The Mechanics of Can-Spam Laws
- Applicability
- Unsubscribe Compliance
- Content Consent
- Send behavior consent
- Persons who send business messages should not mislead beneficiaries as to their origin or content.
- All beneficiaries of such messages reserve an option to reject them
- Can-Spam does not ban spam messaging, however, forcing regulations on the use of clever advertising tactics through "substantially false or misleading" headlines.
- Email advertisers should watch their arrangement, their content, and even naming
- A noticeable and effective recall element is available on all messages.
- Customer withdrawal claims are considered within 10 working days.

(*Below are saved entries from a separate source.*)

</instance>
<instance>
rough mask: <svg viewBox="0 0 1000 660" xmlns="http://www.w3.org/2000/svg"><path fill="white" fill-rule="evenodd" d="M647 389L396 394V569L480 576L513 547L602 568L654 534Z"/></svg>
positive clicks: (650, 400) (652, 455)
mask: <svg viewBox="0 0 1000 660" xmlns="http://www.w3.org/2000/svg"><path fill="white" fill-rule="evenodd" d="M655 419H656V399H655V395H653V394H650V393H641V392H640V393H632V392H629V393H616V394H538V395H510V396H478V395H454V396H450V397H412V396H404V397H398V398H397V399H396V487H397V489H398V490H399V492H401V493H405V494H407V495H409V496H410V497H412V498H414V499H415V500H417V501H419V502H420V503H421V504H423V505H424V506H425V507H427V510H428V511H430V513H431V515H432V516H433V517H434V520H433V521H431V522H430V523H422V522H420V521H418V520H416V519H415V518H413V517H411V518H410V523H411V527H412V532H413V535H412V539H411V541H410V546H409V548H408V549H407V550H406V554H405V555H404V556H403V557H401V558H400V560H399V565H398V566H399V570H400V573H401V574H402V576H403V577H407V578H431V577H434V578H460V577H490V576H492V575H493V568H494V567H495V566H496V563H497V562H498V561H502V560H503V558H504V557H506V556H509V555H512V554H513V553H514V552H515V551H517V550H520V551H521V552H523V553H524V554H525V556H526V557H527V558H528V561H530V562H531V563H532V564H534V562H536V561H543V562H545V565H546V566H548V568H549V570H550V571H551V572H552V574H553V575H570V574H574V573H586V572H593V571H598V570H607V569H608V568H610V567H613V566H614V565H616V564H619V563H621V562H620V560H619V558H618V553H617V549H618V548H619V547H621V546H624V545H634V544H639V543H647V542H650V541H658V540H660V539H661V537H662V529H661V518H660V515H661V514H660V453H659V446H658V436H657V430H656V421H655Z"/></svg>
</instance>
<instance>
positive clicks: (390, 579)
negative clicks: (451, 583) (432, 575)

- Opt-out lists otherwise called secret lists are used exclusively for consent purposes.
Applicability:
Unsubscribe Compliance:
Content Consent:
- The correct "from" line
- Relevant title
- A physical physical location of the distributor or promoter is available. PO Box addresses comply with 16 CFR 316.2 and satisfactory on the off chance that the email is sent by an outsider, the true physical location of the substance, item or administration advanced by email should be obvious.
- A symbol is available if the content is adult.
Sending behavior consent:
- A message cannot be sent without a withdrawal option.
- A message cannot contain a fake header
- A message should be somewhere around a sentence.
- A message cannot be invalid
- The option to unsubscribe should be at the bottom of the message.
- Criminal offence
- Sending numerous spam messages using a hijacked PC
- Sending numerous messages over Internet Protocol causes the source to be dishonestly addressed as its property.
- Attempting to mask the origin of emails and mislead beneficiaries about the starting points of messages, by routing them through different PCs
- Sending various spam messages through numerous mailings with garbled data in headers
- Using different email accounts by falsifying account registration data to send different spam emails.